A pocos metros de la base del teleférico, vimos una pequeña caseta que da a otra explanada. Eran las tres de la tarde y el termómetro marcaba 45ºC. Un hombre custodiaba la caseta y nos ofreció un plato repleto de trozos de sandía. Nos instó a comer. No se conformó con que probáramos un trozo, ni dos. No se inmutó hasta que acabamos con toda la fruta. Sólo entonces nos dio un par de entradas para el yacimiento arqueológico de Jericó. El hombre tenía claro que no iba a dejarnos entrar si no nos hidratábamos antes. Poco después comprendimos que aquella sandía era sólo una forma de prevenir el desmayo.

Una pequeña torre de ladrillos, de arcilla secada al sol, representaba el origen de la ciudad más antigua del planeta.

Allí no había ni una sombra ni, por supuesto, un solo visitante despistado. Nadie. Bajo el amparo de una gorra recorrimos un yacimiento que nada tiene de espectacular en apariencia. Son solo ladrillos, paredes de adobe. Hay socavones donde se intuyen construcciones, murallas, piedras apiladas. Y entre el calor abrupto del desierto, entre el polvo del camino y la sugestión bíblica de saberse en Jericó, es difícil asimilar que algunas de esas piedras, de esas construcciones rústicas, fueron levantadas hace 11.000 años. Una pequeña torre de ladrillos, de arcilla secada al sol, representaba el origen de la ciudad más antigua del planeta. Tuvieron que pasar más de 7.000 años para que se pusiera la primera piedra de la pirámide de Keops y unos 10.500 años después los incas construyeron Machu Picchu.

Jericó nació antes de todo lo que conocemos, antes que cualquier otra ciudad. Tan antigua como profunda, tan retirada que hasta Jesucristo acudió a su paz para meditar.
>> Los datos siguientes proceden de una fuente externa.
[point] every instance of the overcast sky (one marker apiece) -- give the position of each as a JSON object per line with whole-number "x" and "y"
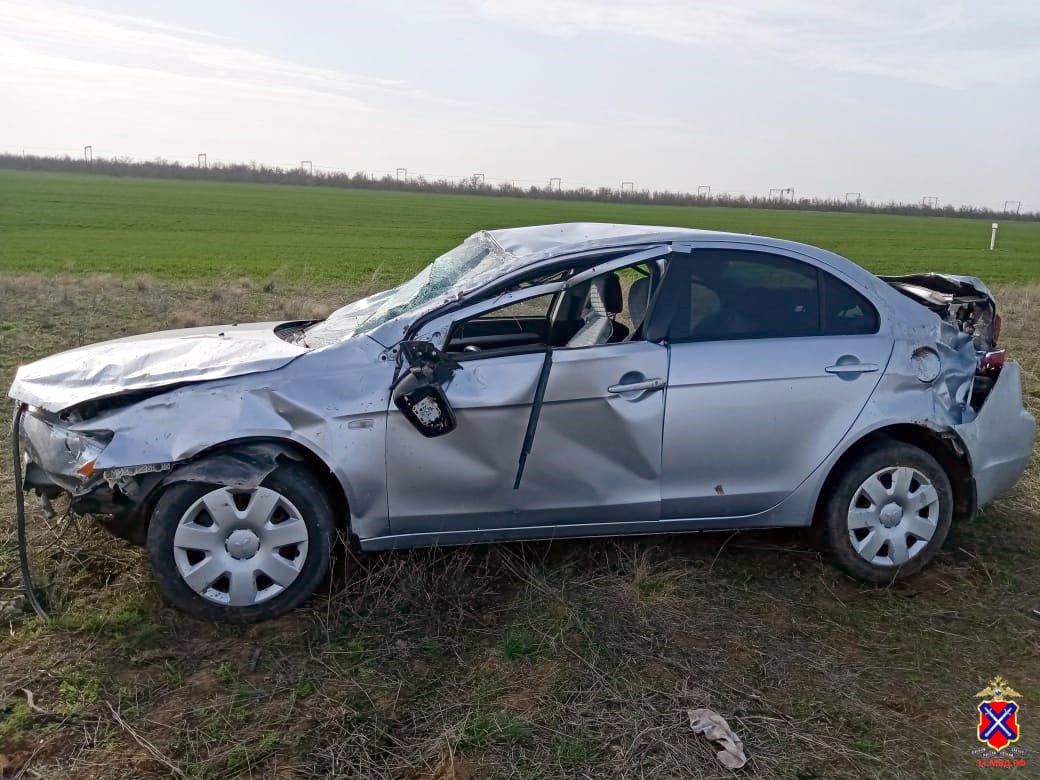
{"x": 888, "y": 98}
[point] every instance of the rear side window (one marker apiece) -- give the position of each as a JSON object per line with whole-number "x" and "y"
{"x": 736, "y": 294}
{"x": 846, "y": 312}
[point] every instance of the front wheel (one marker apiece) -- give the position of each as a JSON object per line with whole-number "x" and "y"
{"x": 888, "y": 514}
{"x": 241, "y": 555}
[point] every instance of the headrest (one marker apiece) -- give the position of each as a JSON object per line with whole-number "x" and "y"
{"x": 639, "y": 300}
{"x": 613, "y": 300}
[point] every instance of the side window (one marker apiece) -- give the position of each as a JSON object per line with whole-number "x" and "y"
{"x": 847, "y": 312}
{"x": 519, "y": 326}
{"x": 735, "y": 294}
{"x": 606, "y": 309}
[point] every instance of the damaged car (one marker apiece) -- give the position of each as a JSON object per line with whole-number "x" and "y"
{"x": 565, "y": 381}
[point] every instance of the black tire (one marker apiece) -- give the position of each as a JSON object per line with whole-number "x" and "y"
{"x": 832, "y": 525}
{"x": 302, "y": 490}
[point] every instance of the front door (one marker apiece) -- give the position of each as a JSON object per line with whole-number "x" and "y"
{"x": 596, "y": 453}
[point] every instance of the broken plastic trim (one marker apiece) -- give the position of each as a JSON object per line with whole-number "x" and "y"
{"x": 23, "y": 545}
{"x": 419, "y": 392}
{"x": 536, "y": 411}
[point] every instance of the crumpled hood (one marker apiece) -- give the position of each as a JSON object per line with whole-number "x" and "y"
{"x": 151, "y": 361}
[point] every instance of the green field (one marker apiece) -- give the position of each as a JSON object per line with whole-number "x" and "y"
{"x": 537, "y": 660}
{"x": 203, "y": 230}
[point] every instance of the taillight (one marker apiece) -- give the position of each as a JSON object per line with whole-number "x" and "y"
{"x": 992, "y": 362}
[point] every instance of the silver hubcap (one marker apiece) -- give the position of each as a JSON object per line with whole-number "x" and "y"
{"x": 892, "y": 516}
{"x": 240, "y": 547}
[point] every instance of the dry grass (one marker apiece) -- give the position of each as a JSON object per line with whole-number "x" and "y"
{"x": 565, "y": 659}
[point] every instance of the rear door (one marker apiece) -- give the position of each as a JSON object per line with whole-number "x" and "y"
{"x": 772, "y": 360}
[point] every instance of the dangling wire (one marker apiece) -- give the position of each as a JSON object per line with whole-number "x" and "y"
{"x": 23, "y": 548}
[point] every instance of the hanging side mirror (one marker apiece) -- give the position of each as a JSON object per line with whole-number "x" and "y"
{"x": 419, "y": 394}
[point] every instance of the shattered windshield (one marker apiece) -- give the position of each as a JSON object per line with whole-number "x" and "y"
{"x": 469, "y": 265}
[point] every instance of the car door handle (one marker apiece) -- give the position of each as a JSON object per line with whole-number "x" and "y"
{"x": 853, "y": 368}
{"x": 635, "y": 386}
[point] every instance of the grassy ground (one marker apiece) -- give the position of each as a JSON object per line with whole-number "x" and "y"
{"x": 535, "y": 660}
{"x": 196, "y": 230}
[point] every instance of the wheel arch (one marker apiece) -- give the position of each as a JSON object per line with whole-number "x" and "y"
{"x": 268, "y": 447}
{"x": 945, "y": 447}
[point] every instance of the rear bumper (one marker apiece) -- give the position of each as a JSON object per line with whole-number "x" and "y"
{"x": 999, "y": 440}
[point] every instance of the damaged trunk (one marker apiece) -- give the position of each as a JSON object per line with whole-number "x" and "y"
{"x": 964, "y": 302}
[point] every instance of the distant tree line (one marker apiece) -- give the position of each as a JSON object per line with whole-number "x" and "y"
{"x": 160, "y": 169}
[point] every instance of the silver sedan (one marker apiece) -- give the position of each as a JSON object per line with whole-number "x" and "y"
{"x": 540, "y": 383}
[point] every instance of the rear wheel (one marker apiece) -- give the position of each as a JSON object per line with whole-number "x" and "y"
{"x": 888, "y": 514}
{"x": 241, "y": 554}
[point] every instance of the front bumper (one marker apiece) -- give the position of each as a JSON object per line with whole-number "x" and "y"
{"x": 54, "y": 456}
{"x": 999, "y": 440}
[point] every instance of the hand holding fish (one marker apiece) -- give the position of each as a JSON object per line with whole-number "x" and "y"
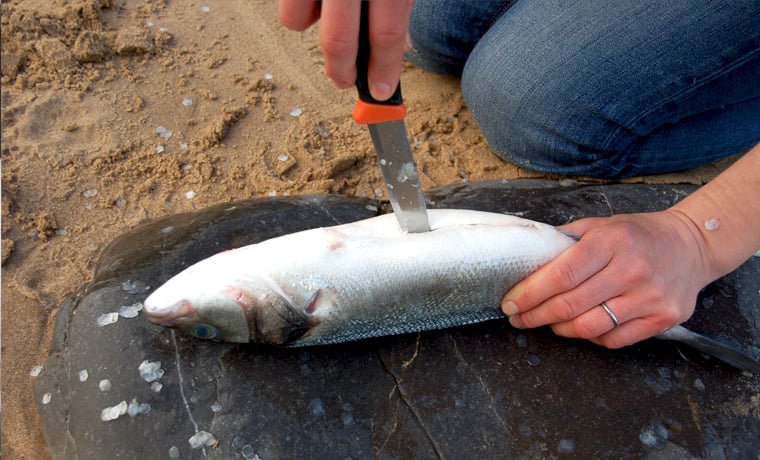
{"x": 646, "y": 269}
{"x": 339, "y": 36}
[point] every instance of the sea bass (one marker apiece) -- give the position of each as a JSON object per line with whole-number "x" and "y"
{"x": 364, "y": 279}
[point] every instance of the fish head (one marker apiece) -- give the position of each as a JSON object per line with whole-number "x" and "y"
{"x": 206, "y": 303}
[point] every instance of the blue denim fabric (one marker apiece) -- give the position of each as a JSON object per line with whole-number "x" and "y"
{"x": 601, "y": 89}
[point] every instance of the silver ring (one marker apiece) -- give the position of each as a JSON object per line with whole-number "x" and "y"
{"x": 609, "y": 312}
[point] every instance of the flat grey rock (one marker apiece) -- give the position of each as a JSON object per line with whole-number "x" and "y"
{"x": 484, "y": 390}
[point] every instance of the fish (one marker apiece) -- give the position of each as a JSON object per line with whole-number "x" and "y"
{"x": 370, "y": 278}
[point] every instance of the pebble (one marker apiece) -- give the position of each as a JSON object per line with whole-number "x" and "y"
{"x": 104, "y": 385}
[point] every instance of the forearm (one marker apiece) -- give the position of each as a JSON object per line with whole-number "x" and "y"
{"x": 725, "y": 214}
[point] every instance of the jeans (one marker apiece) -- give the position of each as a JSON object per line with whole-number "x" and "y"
{"x": 601, "y": 89}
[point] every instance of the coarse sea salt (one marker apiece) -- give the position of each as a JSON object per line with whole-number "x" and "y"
{"x": 107, "y": 318}
{"x": 712, "y": 225}
{"x": 112, "y": 413}
{"x": 201, "y": 439}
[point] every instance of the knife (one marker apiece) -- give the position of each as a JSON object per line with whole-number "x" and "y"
{"x": 385, "y": 121}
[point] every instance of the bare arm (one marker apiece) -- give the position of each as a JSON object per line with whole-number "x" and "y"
{"x": 339, "y": 36}
{"x": 649, "y": 267}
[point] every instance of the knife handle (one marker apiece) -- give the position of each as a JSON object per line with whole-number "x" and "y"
{"x": 369, "y": 110}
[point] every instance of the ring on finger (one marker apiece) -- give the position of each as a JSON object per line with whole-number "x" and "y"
{"x": 612, "y": 315}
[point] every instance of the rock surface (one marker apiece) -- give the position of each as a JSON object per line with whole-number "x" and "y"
{"x": 485, "y": 389}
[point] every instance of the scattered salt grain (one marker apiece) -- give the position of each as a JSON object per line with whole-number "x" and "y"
{"x": 712, "y": 225}
{"x": 248, "y": 453}
{"x": 112, "y": 413}
{"x": 164, "y": 132}
{"x": 150, "y": 371}
{"x": 134, "y": 286}
{"x": 202, "y": 438}
{"x": 317, "y": 408}
{"x": 130, "y": 311}
{"x": 107, "y": 318}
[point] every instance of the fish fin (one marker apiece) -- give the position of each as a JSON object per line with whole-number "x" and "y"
{"x": 731, "y": 353}
{"x": 321, "y": 302}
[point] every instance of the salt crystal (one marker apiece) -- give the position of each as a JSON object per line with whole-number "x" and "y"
{"x": 164, "y": 132}
{"x": 134, "y": 286}
{"x": 202, "y": 438}
{"x": 248, "y": 453}
{"x": 133, "y": 409}
{"x": 130, "y": 311}
{"x": 107, "y": 318}
{"x": 112, "y": 413}
{"x": 150, "y": 371}
{"x": 712, "y": 225}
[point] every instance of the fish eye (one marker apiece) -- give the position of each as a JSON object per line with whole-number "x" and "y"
{"x": 205, "y": 331}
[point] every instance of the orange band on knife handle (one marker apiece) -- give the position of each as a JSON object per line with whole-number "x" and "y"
{"x": 369, "y": 110}
{"x": 369, "y": 113}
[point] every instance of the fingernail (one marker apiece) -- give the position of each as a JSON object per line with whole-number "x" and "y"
{"x": 509, "y": 308}
{"x": 380, "y": 91}
{"x": 515, "y": 322}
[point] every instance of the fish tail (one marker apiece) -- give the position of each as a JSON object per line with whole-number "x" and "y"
{"x": 741, "y": 357}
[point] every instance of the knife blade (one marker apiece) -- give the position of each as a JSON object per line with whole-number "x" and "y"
{"x": 385, "y": 121}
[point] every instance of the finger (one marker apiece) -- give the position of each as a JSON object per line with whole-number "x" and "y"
{"x": 388, "y": 31}
{"x": 571, "y": 268}
{"x": 339, "y": 36}
{"x": 297, "y": 14}
{"x": 594, "y": 322}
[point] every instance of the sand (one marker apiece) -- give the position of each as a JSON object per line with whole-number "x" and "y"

No hay bullicio, ni turistas, ni viandantes y sin embargo, esta ciudad ha estado ahí desde el principio de los tiempos y ahí seguirá entre sus palmeras, sin prisa, ajena al ritmo del mundo, pese a que la historia del mundo se empezó a escribir en Jericó.

  • Share

Comentarios (2)

  • Israel

    |

    Me habría encantado encontrarme con vosotros frente a esa ‘flor de Jericó’.
    A primeros de julio estaba pisando esa misma tierra.
    Bonito artículo

    Contestar

  • Daniel Landa

    |

    Pues casi casi coincidimos entonces. Bajo el fuego del desierto conocimos esa ciudad, esas ruinas de Hisham, esa tierra increíble. Palestina es uno de esos lugares para volver, aun llamándote Israel 😉 Tal vez coincidamos la próxima vez.